Notes to Financial Statements
February 28, 1998 and February 28, 1997
NOTE A - SUMMARY OF SIGNIFICANT ACCOUNTING POLICIES
- ---------------------------------------------------
1. Nature of Business
------------------
CreditRisk Monitor (CRM) a division of Market Guide Inc., formed in
September 1996, is an online information and news service that follows more
than 575 U.S. publicly held domestic retail chains and wholesalers. This
online service is accessible through the Internet
(www.creditriskmonitor.com) and has been designed to provide corporate
credit managers with the analytical tools necessary to analyze and follow,
on a daily basis, all the public companies they do business with.

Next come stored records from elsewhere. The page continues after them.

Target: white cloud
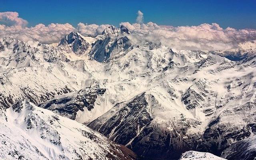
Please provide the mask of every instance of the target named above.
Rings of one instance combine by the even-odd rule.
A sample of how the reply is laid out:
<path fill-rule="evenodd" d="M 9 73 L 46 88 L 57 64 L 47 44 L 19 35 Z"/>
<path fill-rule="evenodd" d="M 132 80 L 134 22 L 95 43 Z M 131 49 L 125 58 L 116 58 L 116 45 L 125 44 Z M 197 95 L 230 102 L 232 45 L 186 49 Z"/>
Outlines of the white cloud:
<path fill-rule="evenodd" d="M 27 42 L 56 43 L 66 34 L 78 32 L 85 36 L 100 34 L 109 24 L 98 26 L 79 23 L 74 27 L 68 23 L 38 24 L 25 27 L 27 22 L 18 17 L 16 12 L 0 13 L 0 38 L 10 37 Z M 218 24 L 203 24 L 198 26 L 159 26 L 152 22 L 142 23 L 143 13 L 138 12 L 137 23 L 122 22 L 130 31 L 129 36 L 136 42 L 148 41 L 162 42 L 181 50 L 222 50 L 236 48 L 241 42 L 256 40 L 256 30 L 236 30 L 221 28 Z"/>
<path fill-rule="evenodd" d="M 216 23 L 177 27 L 158 26 L 152 22 L 120 24 L 130 28 L 130 36 L 138 41 L 162 42 L 181 50 L 229 50 L 236 48 L 239 42 L 256 40 L 256 30 L 223 29 Z"/>
<path fill-rule="evenodd" d="M 140 12 L 140 10 L 138 10 L 137 14 L 138 14 L 136 19 L 137 23 L 140 24 L 143 23 L 143 13 Z"/>
<path fill-rule="evenodd" d="M 16 12 L 0 12 L 0 24 L 6 26 L 16 26 L 24 27 L 28 24 L 28 22 L 21 18 L 18 17 L 19 14 Z"/>
<path fill-rule="evenodd" d="M 68 23 L 52 23 L 47 26 L 38 24 L 34 27 L 24 28 L 0 25 L 0 37 L 10 37 L 25 42 L 32 40 L 51 43 L 59 42 L 66 34 L 75 30 Z"/>

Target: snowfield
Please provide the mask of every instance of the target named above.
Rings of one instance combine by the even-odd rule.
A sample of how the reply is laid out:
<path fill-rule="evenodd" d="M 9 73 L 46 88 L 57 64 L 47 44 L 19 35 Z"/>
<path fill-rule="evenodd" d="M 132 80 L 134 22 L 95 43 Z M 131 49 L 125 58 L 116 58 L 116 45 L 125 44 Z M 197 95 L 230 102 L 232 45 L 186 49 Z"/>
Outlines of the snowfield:
<path fill-rule="evenodd" d="M 111 140 L 147 160 L 212 156 L 190 150 L 238 160 L 243 145 L 241 159 L 256 156 L 254 41 L 190 51 L 132 38 L 111 26 L 58 44 L 0 39 L 4 158 L 135 157 Z"/>

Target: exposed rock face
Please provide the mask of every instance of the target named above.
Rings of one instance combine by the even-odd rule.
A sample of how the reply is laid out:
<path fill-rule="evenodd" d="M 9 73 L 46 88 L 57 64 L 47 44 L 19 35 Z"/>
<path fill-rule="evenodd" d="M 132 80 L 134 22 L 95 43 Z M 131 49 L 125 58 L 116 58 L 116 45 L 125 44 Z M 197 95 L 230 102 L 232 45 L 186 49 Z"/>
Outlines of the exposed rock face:
<path fill-rule="evenodd" d="M 188 151 L 181 156 L 179 160 L 225 160 L 226 159 L 218 157 L 210 153 L 200 152 L 196 151 Z"/>
<path fill-rule="evenodd" d="M 138 42 L 129 33 L 113 26 L 94 38 L 72 32 L 58 45 L 1 38 L 0 104 L 17 113 L 17 100 L 40 104 L 144 159 L 191 150 L 240 157 L 226 151 L 251 146 L 256 132 L 254 44 L 238 48 L 242 60 L 234 61 L 218 51 Z"/>
<path fill-rule="evenodd" d="M 93 109 L 98 97 L 104 94 L 105 92 L 106 89 L 101 88 L 98 86 L 87 87 L 68 94 L 67 96 L 59 96 L 41 104 L 39 106 L 74 120 L 78 111 L 86 110 L 90 112 Z"/>
<path fill-rule="evenodd" d="M 136 160 L 136 155 L 75 121 L 20 101 L 1 108 L 1 159 Z"/>

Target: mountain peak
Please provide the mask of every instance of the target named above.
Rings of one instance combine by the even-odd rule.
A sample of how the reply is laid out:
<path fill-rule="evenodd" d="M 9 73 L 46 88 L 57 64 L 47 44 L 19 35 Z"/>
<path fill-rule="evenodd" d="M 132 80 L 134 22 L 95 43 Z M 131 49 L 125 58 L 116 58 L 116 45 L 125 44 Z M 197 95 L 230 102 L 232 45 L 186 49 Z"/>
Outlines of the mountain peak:
<path fill-rule="evenodd" d="M 121 27 L 120 27 L 120 30 L 121 30 L 121 32 L 125 32 L 127 33 L 127 34 L 130 34 L 129 30 L 128 30 L 127 28 L 125 27 L 123 25 L 121 26 Z"/>
<path fill-rule="evenodd" d="M 120 33 L 121 33 L 121 31 L 120 29 L 117 28 L 112 25 L 106 28 L 102 32 L 102 34 L 114 34 L 116 35 Z"/>

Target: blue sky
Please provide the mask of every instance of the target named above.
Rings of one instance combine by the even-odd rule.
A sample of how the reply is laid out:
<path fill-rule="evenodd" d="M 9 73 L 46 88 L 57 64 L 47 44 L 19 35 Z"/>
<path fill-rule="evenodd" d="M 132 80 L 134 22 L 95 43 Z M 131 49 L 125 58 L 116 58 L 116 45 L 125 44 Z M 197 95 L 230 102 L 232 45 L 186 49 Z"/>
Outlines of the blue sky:
<path fill-rule="evenodd" d="M 215 22 L 224 28 L 256 29 L 256 0 L 0 0 L 0 12 L 18 12 L 28 26 L 39 23 L 80 22 L 112 24 L 136 21 L 180 26 Z"/>

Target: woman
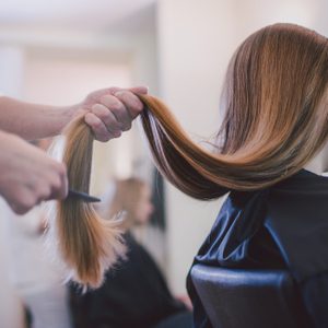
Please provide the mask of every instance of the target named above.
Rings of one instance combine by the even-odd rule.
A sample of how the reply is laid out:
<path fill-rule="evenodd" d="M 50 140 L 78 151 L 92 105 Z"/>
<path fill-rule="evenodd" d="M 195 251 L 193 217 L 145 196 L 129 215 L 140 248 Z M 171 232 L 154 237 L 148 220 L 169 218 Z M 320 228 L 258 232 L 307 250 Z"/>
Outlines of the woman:
<path fill-rule="evenodd" d="M 288 268 L 315 327 L 328 327 L 328 40 L 276 24 L 233 56 L 222 97 L 218 151 L 194 144 L 164 104 L 140 96 L 160 171 L 181 191 L 215 199 L 229 191 L 195 262 Z M 316 172 L 321 173 L 321 172 Z M 211 327 L 188 279 L 196 327 Z"/>
<path fill-rule="evenodd" d="M 108 220 L 121 216 L 127 259 L 106 273 L 99 289 L 84 295 L 72 291 L 75 327 L 148 328 L 168 317 L 172 324 L 163 327 L 189 327 L 191 314 L 173 297 L 155 261 L 131 233 L 134 226 L 145 225 L 153 212 L 150 187 L 129 178 L 115 181 L 108 190 L 99 211 Z"/>

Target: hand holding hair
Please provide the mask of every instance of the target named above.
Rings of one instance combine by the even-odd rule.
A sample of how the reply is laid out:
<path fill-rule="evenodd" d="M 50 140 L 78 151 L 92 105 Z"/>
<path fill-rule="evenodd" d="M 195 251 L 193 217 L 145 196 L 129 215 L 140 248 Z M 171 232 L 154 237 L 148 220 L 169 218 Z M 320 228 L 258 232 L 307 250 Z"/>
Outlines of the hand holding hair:
<path fill-rule="evenodd" d="M 155 164 L 179 190 L 203 200 L 266 188 L 292 176 L 328 140 L 327 68 L 328 42 L 309 30 L 276 24 L 250 35 L 229 66 L 225 117 L 213 152 L 192 142 L 164 103 L 137 92 Z M 128 95 L 117 94 L 127 107 Z M 101 108 L 93 110 L 99 114 Z M 99 127 L 96 121 L 91 126 Z M 115 127 L 112 136 L 119 130 Z M 93 134 L 79 119 L 67 136 L 70 186 L 87 192 Z M 57 225 L 63 257 L 78 281 L 98 285 L 104 269 L 124 251 L 117 222 L 104 222 L 90 204 L 61 201 Z"/>

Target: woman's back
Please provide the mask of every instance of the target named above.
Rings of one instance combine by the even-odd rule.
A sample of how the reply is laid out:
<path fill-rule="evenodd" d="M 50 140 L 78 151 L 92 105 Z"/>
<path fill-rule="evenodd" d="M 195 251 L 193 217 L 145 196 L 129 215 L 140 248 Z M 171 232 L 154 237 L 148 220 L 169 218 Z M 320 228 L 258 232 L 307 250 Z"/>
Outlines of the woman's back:
<path fill-rule="evenodd" d="M 195 263 L 286 268 L 317 327 L 328 325 L 328 178 L 301 171 L 271 188 L 231 192 Z M 197 327 L 210 327 L 190 277 Z M 219 297 L 220 295 L 218 295 Z"/>

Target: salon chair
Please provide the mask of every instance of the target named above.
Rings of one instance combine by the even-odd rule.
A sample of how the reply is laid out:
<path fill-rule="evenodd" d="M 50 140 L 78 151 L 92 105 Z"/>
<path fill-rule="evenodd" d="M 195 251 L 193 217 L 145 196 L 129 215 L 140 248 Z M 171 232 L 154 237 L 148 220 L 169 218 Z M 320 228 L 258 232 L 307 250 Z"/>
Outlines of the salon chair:
<path fill-rule="evenodd" d="M 214 328 L 311 328 L 288 271 L 196 265 L 191 279 Z"/>

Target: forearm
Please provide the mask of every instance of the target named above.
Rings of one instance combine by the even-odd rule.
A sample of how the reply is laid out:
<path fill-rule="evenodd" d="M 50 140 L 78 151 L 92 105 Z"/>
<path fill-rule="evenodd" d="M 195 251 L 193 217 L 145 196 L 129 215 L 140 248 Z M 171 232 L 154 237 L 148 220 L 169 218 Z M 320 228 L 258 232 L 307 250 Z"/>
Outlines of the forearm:
<path fill-rule="evenodd" d="M 0 96 L 0 129 L 26 140 L 59 134 L 78 106 L 56 107 Z"/>

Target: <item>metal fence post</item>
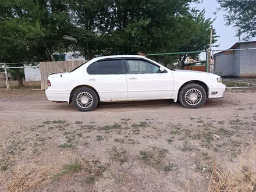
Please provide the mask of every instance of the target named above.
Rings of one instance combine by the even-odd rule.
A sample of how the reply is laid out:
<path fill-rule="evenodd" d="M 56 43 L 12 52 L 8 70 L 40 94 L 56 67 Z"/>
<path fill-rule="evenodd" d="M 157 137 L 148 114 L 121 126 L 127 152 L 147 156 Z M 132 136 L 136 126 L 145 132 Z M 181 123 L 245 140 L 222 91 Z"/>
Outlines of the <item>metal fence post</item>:
<path fill-rule="evenodd" d="M 7 73 L 7 65 L 6 63 L 5 63 L 4 66 L 5 66 L 5 79 L 6 81 L 6 88 L 9 90 L 9 87 L 8 73 Z"/>
<path fill-rule="evenodd" d="M 209 52 L 207 51 L 205 52 L 206 52 L 206 72 L 209 72 Z"/>

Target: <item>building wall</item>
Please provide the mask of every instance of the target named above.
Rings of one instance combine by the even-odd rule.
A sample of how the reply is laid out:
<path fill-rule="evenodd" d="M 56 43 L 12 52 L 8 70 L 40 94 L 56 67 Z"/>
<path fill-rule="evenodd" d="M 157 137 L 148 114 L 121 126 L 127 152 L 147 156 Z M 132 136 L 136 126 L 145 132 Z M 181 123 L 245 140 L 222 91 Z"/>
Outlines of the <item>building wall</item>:
<path fill-rule="evenodd" d="M 239 52 L 240 76 L 256 77 L 256 49 L 241 50 Z"/>
<path fill-rule="evenodd" d="M 215 72 L 223 76 L 234 76 L 233 51 L 226 51 L 215 56 Z"/>

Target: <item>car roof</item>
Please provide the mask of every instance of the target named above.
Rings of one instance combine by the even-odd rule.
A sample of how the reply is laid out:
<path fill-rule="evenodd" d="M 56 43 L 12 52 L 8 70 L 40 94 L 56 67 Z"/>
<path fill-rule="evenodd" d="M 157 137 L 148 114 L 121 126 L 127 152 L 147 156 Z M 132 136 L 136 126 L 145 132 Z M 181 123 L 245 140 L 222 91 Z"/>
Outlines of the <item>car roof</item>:
<path fill-rule="evenodd" d="M 98 58 L 94 58 L 93 60 L 98 61 L 104 59 L 114 59 L 114 58 L 145 58 L 144 56 L 141 55 L 110 55 L 110 56 L 100 56 Z"/>

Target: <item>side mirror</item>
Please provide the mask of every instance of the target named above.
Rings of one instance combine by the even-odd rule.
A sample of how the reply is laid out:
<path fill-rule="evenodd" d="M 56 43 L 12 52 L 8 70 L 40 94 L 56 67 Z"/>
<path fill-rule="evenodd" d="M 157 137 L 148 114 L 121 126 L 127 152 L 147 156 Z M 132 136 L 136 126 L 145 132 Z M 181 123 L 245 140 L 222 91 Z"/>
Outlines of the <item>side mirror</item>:
<path fill-rule="evenodd" d="M 161 73 L 165 71 L 165 68 L 163 68 L 162 66 L 160 67 L 160 72 Z"/>

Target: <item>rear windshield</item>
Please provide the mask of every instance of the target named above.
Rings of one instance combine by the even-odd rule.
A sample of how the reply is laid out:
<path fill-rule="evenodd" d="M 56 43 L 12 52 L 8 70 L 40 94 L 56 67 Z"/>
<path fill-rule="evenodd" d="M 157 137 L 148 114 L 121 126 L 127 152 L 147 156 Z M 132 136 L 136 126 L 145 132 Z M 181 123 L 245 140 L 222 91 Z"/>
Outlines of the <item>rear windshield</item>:
<path fill-rule="evenodd" d="M 74 68 L 74 69 L 73 69 L 72 70 L 70 71 L 69 73 L 73 72 L 73 71 L 77 70 L 78 68 L 79 68 L 80 67 L 81 67 L 83 65 L 84 65 L 84 64 L 86 64 L 87 62 L 88 62 L 88 61 L 85 62 L 84 63 L 83 63 L 83 64 L 81 64 L 80 65 L 79 65 L 78 67 Z"/>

CRM was formed specifically to leverage Market Guide's comprehensive
database and state-of-the-art technology through sales to a new market. CRM
provides the credit community with a cost efficient, online credit and
financial information service.
The CRM information service consists of: CRM Company Reports, the CRM Alert
Notification Service and the CRM Real-Time News Service. The CRM web site
became operational in April 1997.
All of the Company's revenue is derived from annual subscription sales of
its CreditRisk Monitor service.
2. Revenue Recognition
--------------------
CreditRisk Monitor subscriptions are deferred at the time of sale and
recognized ratably as revenues over the terms of their subscriptions. Costs
associated with procurement of these revenues are expensed as incurred.
Bad debts are recorded under the allowance method of accounting. For the
fiscal years ended February 28, 1998 and February 28, 1997, $0, and $0 were
charged to bad debt expense, respectively. As of February 28, 1998 and
February 28, 1997, the allowance for doubtful accounts remained at $.
3. Property and Equipment
----------------------
Depreciation and amortization are provided for in amounts sufficient to
relate the cost of depreciable assets to their estimated useful service
lives.
The straight-line method of depreciation is followed for substantially all
assets for both financial and tax reporting purposes. For the fiscal years
ended February 28, 1998 and February 28, 1997, $5,734 and $35,747,
respectively, were charged to depreciation expense.
F-9
<PAGE>
4. Capitalization of Computer Software
-----------------------------------
Management has elected, pursuant to SFAS No. 86, to capitalize certain
computer software costs incurred for new product development. These costs
are reported at the lower of unamortized cost or net realizable value. The
amortization of these costs are included in database and product cost. All
research and development, database maintenance and customer support costs
are expensed as incurred.
The straight-line method of amortization is used over the estimated
economic life of the asset. For the years ended February 28, 1998 and
February 28, 1997, capitalization of computer software and database
expansion totaled $391,976 and $588,199, respectively. For the fiscal years
ended February 28, 1998 and February 28, 1997, $0 and $71,938,
respectively, were charged to amortization expense. As of February 28, 1998
and February 28, 1997, accumulated amortization was $0 and $71,938,
respectively.
5. Earnings Per Share
------------------
Basic and diluted earnings per share are computed based on the weighted
average number of shares of Common Stock outstanding.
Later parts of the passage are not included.